[ July 2019 ] The centre of Halifax, the capital of Nova Scotia province in Canada is on the slope going down towards the sea.
There were many quaint old buildings but many new boring buildings, too, which was rather shame.
Along the port, there was a wooden promenade and this place seemed to be the place of rest and relaxation for the local people.
On this sunny afternoon,there were many people strolling or drinking a glass of beer at the pubs around here.
Our guidebook says that Halifax has ‘the numerous pubs with their craft-brew culture’ rather than wine bars.
There were some information boards along the promenade and we learned something about the people called Acadians whom I had never heard of.
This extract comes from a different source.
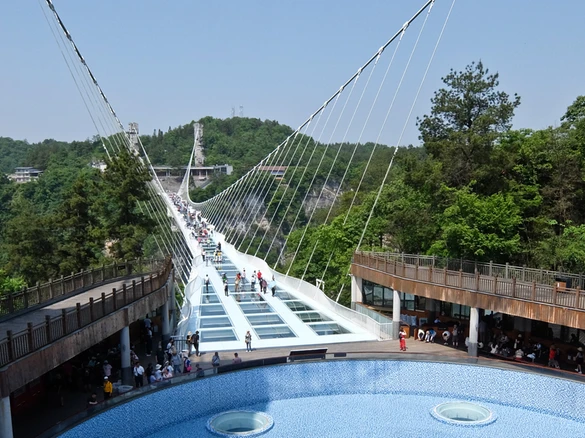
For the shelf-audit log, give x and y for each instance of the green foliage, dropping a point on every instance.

Acadians are originally French people who moved to this region and they kept friendly terms with the indigenous Mi’kmaq people.
But because of the war between France and England in the mid 18th century, they were ordered to show loyalty to Britain and they refused that, so all of them were expelled from this region violently.
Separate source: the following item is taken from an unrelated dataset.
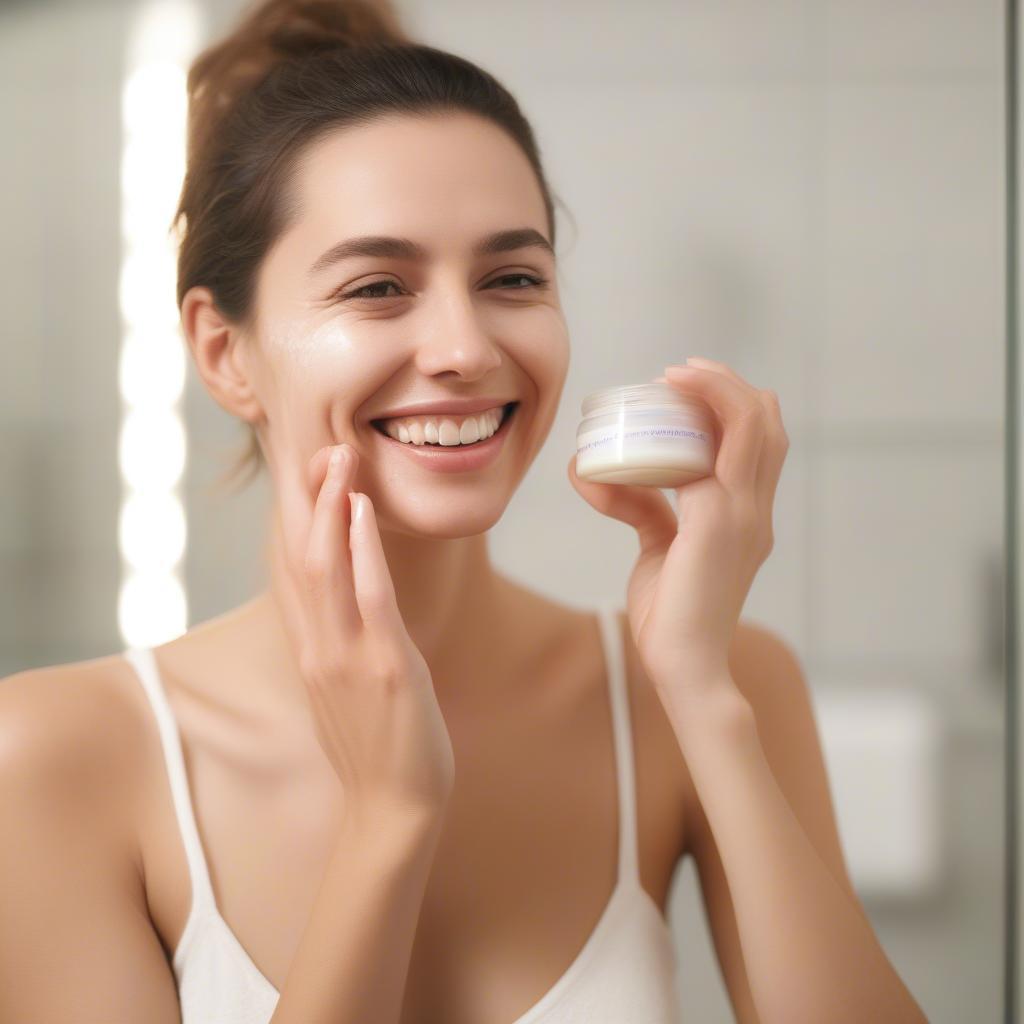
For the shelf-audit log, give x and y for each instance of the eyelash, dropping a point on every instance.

They moved to many places including Louisiana in the US, but in the late 18th century, some came back to this region and started living in the areas where there were no British.
Interestingly, they are clearly different from French Canadians in Quebec province and they have their own culture, flag and language apparently.
In New Brunswick province next to Nova Scotia, there is Acadian Historic Village reconstructing their old village.
If by some chance, we visit this area again, I would love to go and visit this Village.
While we were walking on this promenade, another thing we learned was that they were having a Jazz Festival in Halifax, too.
They have set up an open air venue and we understood that we need tickets to enter there.
My husband loves jazz, so we looked for the ticket booth, but unfortunately we could not find it.
By the time, we were a little hungry, too, so we moved back inland to look for somewhere we could eat something light.
We prefer wine to beer, so we looked for a wine bar and came across a place called Obladee a Wine Bar.
Fortunately, they were supporting Jazz Festival and within the bar, a band was playing.
So we had a good time, listening the music, drinking wine and eating cheese.
The band consisted of three men, sax, bass and drum.
In comparison with the one we had listened in the square in Montreal which was a young amateur band, this one was real professional performance and my husband looked very happy.
Although the portion of the cheese was small and not particularly good, the Lebanese red wine we had was very nice.